Through the Soul Cycle benefits, online contributions and funds raised by Cooper’s sister, Gianna, and her friends, the Coop’s Hoops foundation has collectively gathered over $30,000—affecting the lives of over 45 kids. Bryanna Brown is the fastest camper; Erin Arzu, a 10th grader at MLK High, seems to never stop smiling; and Jeremy Quezada, a nationally scouted shooting guard at Calhoun Prep continues to honor Coop: “He was really a man even though he was 8 when we met. He liked movies, Led Zeppelin and basketball.” Jackie Kerns noted that Cooper instantly gravitated toward Quezada when he attempted to steal the ball from the best player in camp during a shoot-around.

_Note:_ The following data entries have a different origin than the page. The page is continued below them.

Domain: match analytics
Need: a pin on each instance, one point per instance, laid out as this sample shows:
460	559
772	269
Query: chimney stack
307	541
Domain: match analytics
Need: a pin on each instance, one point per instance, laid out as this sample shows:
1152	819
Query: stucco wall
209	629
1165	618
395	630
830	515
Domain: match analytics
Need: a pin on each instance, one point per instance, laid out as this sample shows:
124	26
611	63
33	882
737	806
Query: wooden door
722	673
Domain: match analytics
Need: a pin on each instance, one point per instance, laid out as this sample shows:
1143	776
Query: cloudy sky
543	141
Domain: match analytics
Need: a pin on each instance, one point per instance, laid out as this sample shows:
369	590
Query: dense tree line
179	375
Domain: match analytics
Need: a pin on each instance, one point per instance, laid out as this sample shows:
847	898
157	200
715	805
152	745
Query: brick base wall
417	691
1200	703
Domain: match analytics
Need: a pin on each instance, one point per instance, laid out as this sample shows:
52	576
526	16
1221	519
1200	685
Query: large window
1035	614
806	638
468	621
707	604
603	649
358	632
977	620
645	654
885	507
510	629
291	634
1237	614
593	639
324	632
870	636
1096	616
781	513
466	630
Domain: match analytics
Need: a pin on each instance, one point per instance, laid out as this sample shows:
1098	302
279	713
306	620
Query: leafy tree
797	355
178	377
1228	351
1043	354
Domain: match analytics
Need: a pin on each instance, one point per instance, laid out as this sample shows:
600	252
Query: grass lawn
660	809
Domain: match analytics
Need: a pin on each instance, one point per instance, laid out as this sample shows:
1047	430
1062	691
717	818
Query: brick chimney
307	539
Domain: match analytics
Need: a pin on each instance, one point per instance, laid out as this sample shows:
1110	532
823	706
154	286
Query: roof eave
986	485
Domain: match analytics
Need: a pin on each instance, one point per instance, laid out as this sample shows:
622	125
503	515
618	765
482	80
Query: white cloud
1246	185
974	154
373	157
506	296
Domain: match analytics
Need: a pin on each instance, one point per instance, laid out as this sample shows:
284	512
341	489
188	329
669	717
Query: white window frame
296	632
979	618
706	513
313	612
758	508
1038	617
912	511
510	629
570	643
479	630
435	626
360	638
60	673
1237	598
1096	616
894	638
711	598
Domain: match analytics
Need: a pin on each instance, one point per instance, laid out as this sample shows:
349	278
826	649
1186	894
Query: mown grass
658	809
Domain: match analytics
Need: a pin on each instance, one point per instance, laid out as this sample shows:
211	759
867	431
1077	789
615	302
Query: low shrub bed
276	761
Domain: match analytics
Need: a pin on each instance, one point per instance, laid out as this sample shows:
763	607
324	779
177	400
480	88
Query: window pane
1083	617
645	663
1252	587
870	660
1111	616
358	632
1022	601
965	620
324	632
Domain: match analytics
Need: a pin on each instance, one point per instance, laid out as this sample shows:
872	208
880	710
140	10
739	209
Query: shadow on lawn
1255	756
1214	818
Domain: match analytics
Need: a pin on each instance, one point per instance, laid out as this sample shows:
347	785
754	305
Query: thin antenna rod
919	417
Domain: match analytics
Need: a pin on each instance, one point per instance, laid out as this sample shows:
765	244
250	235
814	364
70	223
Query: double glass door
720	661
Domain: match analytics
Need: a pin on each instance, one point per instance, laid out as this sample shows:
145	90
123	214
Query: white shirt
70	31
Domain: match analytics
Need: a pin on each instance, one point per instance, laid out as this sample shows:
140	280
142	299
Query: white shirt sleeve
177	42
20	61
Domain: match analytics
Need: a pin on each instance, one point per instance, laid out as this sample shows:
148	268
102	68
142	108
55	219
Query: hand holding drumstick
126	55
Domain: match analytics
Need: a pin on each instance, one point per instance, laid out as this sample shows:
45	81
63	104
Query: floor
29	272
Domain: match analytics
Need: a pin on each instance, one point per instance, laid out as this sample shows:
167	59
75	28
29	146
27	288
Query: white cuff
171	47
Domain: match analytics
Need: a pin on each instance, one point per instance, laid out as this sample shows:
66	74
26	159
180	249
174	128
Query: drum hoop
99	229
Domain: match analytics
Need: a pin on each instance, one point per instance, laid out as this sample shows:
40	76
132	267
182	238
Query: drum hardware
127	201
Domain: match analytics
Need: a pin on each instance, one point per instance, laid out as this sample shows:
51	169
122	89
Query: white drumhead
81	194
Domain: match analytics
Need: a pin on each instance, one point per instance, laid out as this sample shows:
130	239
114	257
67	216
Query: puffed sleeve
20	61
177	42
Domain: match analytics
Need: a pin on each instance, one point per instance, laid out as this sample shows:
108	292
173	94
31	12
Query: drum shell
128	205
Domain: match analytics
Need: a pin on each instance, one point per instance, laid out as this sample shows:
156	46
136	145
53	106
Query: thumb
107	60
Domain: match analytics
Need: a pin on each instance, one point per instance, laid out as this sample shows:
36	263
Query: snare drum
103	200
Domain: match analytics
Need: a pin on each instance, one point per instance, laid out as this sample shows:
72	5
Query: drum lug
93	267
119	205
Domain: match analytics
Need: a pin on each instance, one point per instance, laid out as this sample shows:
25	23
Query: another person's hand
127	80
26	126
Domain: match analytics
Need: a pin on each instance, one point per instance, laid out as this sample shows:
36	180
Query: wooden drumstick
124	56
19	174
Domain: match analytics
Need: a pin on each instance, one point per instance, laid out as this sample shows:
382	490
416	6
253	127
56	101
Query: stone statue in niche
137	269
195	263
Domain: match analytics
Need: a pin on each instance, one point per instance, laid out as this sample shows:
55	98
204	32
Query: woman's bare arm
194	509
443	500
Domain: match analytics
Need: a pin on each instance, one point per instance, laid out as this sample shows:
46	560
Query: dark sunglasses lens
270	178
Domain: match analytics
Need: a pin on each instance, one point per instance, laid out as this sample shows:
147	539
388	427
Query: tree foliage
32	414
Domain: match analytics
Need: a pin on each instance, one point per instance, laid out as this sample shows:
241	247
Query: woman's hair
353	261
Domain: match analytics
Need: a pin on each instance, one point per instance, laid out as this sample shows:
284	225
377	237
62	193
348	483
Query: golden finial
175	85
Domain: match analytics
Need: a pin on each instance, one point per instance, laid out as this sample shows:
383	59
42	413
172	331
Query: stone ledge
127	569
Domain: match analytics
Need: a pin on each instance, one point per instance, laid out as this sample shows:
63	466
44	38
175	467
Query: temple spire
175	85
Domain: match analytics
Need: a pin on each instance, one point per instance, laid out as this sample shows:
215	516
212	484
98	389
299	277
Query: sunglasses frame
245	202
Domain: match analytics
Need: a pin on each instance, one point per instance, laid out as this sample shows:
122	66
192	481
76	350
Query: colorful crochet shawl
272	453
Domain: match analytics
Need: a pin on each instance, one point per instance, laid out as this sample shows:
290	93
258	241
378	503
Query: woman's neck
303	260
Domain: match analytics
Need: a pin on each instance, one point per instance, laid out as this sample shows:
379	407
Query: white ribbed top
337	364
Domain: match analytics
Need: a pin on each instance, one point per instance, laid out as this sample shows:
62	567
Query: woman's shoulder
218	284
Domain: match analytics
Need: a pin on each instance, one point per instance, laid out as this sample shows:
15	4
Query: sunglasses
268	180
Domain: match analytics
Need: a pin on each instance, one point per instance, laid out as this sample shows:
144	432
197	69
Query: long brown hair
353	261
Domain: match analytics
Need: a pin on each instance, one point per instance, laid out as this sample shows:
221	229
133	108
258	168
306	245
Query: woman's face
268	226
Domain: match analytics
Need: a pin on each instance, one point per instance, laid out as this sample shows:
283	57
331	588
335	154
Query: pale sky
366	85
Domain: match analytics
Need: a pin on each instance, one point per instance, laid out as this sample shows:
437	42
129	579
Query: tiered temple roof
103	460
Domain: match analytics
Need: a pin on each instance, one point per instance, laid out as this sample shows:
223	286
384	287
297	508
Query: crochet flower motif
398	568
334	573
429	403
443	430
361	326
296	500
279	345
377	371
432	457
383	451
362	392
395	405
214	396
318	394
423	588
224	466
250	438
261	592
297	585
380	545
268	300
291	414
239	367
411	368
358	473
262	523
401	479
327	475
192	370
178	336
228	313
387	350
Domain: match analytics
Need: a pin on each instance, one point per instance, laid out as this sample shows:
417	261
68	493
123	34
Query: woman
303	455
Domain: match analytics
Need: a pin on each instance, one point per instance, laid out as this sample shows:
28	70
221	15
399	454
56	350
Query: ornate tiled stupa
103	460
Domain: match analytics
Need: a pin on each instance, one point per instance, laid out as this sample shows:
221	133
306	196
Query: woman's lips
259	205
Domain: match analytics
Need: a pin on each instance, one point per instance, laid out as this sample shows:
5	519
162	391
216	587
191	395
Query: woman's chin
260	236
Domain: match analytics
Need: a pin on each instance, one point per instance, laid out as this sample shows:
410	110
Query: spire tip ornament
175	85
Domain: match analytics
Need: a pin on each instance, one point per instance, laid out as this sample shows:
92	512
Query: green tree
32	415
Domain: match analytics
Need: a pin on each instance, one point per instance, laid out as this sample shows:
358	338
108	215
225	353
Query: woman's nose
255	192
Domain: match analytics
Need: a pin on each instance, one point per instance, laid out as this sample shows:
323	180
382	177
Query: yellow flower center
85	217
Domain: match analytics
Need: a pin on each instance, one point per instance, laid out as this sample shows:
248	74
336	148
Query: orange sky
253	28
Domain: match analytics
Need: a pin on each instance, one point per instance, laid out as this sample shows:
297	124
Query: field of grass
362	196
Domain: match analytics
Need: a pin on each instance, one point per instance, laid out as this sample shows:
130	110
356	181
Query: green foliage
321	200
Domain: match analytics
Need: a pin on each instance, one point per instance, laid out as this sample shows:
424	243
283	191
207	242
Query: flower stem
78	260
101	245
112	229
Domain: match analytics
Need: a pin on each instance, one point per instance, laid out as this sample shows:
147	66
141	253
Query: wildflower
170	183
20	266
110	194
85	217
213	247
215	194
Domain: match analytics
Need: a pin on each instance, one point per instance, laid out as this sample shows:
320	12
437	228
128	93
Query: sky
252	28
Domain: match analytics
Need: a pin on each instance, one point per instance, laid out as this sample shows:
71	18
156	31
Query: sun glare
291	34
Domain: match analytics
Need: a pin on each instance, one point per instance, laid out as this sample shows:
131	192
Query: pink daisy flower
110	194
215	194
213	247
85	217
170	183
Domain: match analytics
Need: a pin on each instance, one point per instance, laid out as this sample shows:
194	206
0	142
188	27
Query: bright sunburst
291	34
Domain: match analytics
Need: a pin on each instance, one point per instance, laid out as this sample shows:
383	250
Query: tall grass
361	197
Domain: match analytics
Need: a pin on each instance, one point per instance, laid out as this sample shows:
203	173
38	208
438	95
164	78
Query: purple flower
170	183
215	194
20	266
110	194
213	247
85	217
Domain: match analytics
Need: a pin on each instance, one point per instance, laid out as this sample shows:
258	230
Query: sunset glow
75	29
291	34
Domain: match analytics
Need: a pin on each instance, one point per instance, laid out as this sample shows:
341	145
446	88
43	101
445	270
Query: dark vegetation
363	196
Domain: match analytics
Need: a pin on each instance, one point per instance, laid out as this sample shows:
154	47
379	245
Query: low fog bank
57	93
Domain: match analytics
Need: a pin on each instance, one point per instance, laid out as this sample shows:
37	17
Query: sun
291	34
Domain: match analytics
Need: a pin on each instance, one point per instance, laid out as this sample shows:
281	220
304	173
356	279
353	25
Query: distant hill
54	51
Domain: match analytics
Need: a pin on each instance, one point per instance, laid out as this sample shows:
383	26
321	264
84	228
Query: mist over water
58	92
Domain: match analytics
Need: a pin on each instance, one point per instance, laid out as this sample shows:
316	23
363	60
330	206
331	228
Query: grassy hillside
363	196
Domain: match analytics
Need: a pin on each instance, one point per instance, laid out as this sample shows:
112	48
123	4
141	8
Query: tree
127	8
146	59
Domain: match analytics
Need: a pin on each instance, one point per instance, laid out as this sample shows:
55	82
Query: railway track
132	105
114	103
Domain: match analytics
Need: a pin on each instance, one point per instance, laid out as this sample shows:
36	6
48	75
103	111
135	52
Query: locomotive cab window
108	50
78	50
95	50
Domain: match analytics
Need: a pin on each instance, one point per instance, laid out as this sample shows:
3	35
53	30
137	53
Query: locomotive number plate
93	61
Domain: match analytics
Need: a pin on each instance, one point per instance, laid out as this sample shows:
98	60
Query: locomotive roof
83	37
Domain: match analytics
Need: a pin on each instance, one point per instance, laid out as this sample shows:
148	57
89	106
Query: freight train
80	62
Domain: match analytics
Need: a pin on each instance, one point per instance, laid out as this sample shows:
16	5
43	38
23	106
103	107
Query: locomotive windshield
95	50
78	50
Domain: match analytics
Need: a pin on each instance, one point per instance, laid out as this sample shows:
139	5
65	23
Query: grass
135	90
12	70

In Coop’s memory, Quezada sports a pair of shoes with Coop’s name on it and, on what would have been Cooper’s 10th birthday, signed 10 basketballs with messages to Coop.

Cooper Stock’s impact can also be felt well beyond the camp and basketball court. On May 24, Cooper’s Law, sponsored by Counsel Woman Helen Rosenthal, was signed by NYC Mayor de Blasio as part of the Vision Zero initiative to cut traffic deaths by boosting the number of cameras to ticket speeders and increasing lane violations in school and residential zones. In essence, Cooper Stock will save lives by forcing drivers to change behaviors.

It’s strange. I’ve never met Cooper, but I will also never forget him. We lived in the same house (at different times), attended the same concert (in different rows) and rooted for the same team (with the same reluctance). And even though many people picked up the newspaper the day after his tragic death and thought, “That could have been me,” they probably could not have foreseen the impact Cooper would have, not just on those who knew him while he was alive, but those who will never know him and never forget him.

On the final day of Coop’s Hoops summer camp, 11-year-old Chris Rivera won the Cooper Stock Award for heart and effort. Chris’s mother, Diana Ortiz, is battling cancer and mother and son were crying as they walked off with the oversized trophy. I imagine that Cooper was looking down at the gym, letting them both know that it was safe to cry.